Direct tractography registration is a recently described problem with
only a small number of publications, and so far as we know there are no
publicly available solutions. By direct registration we mean that no
other information apart from the tractographies themselves is used to
guide the registration. This is in contrast to the previous sections
where we used FA registration mappings applied to tractographies (see
section~\ref{sub:Atlases-made-easy}) which is also most commonly used in
the literature along with other Tensor based
methods~\citep{goh2006algebraic}.

The currently described methodologies on this subject are as follows.
\citet{leemans2006multiscale} uses the invariance of
curvature and torsion under rigid registration along with Procrustes
analysis to co-register together different tractographies.
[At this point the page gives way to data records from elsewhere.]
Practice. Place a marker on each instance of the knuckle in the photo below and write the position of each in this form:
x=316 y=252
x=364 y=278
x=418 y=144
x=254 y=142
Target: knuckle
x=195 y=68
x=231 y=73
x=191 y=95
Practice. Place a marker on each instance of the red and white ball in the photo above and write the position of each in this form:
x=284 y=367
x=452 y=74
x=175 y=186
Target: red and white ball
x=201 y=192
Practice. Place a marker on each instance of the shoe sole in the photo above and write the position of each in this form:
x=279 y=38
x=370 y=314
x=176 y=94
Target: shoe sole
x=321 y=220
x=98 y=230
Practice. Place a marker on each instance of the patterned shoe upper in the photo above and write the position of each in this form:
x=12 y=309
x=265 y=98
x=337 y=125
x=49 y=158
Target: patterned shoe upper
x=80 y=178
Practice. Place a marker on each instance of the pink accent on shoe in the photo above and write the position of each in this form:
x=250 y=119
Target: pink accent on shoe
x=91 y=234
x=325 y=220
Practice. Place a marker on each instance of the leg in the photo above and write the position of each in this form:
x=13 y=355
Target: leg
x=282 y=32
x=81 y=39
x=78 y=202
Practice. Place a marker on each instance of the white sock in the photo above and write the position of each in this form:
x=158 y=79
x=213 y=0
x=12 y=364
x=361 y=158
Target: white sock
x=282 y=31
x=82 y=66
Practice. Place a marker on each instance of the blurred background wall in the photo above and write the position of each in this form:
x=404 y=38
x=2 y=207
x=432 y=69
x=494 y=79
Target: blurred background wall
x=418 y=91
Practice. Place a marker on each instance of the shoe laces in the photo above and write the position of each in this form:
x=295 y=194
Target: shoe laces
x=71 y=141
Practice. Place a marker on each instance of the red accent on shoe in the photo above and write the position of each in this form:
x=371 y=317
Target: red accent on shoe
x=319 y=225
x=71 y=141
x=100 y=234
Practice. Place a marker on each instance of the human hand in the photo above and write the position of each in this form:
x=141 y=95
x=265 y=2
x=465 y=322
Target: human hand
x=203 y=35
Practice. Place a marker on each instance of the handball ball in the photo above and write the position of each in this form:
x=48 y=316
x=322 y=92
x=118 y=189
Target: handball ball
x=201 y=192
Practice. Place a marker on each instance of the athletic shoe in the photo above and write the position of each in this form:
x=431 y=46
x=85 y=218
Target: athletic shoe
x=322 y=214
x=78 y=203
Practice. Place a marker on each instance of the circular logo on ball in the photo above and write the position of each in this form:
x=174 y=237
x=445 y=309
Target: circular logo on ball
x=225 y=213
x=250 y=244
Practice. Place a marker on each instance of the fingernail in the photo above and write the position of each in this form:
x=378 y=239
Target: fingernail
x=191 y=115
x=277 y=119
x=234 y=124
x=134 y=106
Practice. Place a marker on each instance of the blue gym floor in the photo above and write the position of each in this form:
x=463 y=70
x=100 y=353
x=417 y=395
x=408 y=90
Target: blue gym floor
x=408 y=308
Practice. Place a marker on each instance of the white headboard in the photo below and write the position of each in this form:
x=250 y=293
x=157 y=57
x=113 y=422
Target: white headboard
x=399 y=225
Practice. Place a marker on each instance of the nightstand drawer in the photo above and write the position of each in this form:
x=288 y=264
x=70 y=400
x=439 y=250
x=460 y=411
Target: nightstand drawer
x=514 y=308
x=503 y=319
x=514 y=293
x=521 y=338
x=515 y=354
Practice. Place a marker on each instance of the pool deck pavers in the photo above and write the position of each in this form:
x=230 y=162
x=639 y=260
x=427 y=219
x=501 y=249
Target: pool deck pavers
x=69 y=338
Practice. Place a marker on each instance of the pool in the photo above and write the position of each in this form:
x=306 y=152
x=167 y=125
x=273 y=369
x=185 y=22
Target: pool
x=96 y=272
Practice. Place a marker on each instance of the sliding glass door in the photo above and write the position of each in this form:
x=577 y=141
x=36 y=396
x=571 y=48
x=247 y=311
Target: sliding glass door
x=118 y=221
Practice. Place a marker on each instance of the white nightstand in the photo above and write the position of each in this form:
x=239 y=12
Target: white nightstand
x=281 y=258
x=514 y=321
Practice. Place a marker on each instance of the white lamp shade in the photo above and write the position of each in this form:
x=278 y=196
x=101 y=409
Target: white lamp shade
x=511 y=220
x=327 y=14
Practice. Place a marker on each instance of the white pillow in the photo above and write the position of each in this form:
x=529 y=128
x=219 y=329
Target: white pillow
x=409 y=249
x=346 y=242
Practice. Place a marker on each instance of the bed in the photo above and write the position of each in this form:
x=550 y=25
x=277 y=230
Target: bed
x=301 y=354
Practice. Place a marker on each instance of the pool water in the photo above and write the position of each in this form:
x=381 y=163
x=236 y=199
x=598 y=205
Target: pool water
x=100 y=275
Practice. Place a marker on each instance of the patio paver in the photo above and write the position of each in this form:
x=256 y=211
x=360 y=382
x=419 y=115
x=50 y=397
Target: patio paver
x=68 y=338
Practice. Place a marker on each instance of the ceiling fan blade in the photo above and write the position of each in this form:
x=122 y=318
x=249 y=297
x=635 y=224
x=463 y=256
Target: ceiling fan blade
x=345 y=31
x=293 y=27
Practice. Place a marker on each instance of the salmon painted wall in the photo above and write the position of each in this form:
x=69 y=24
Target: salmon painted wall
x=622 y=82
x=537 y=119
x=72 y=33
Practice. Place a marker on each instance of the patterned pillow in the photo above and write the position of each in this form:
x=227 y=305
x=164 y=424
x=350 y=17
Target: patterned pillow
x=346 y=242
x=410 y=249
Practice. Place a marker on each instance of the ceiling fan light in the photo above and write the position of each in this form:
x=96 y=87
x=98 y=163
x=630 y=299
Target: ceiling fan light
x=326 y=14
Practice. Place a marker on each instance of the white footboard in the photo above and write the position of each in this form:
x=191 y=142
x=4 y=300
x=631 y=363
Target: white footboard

Mayer et
al.~used iterative closest point applied to register pre-selected
bundles (bundles of interest - BOI)~\citep{mayer2008bundles,mayerdirect} and extended it using probabilistic boosting tree
classifiers for bundle segmentation
in \citep{mayer2011supervised}. \citet{durrleman2010registration} reformulated the tracks as currents
and implemented a currents based registration. \citep{zvitia2008adaptive,Zvitia2010} used adaptive mean
shift clustering to extract a number of representative
fi{}bre-modes. Each fibre mode was assigned to a multivariate Gaussian
distribution according to its population thereby leading to a Gaussian
Mixture model (GMM) representation for the entire set of fibres. The
registration between two fibre sets was treated as the alignment of two
GMMs and is performed by maximizing their correlation ratio. A further
refinement was added using RANSAC \citep{fischler1981random} to obtain all
$12$ affine parameters. \citet{ZiyanMICCAI07} developed a
nonlinear registration algorithm based on the log-Euclidean polyaffine
framework\citep{Arsigny2009}; however this is not a direct tractography
registration algorithm as they first create scalar volumes, therefore
they do not try to register the tracks themselves in their space.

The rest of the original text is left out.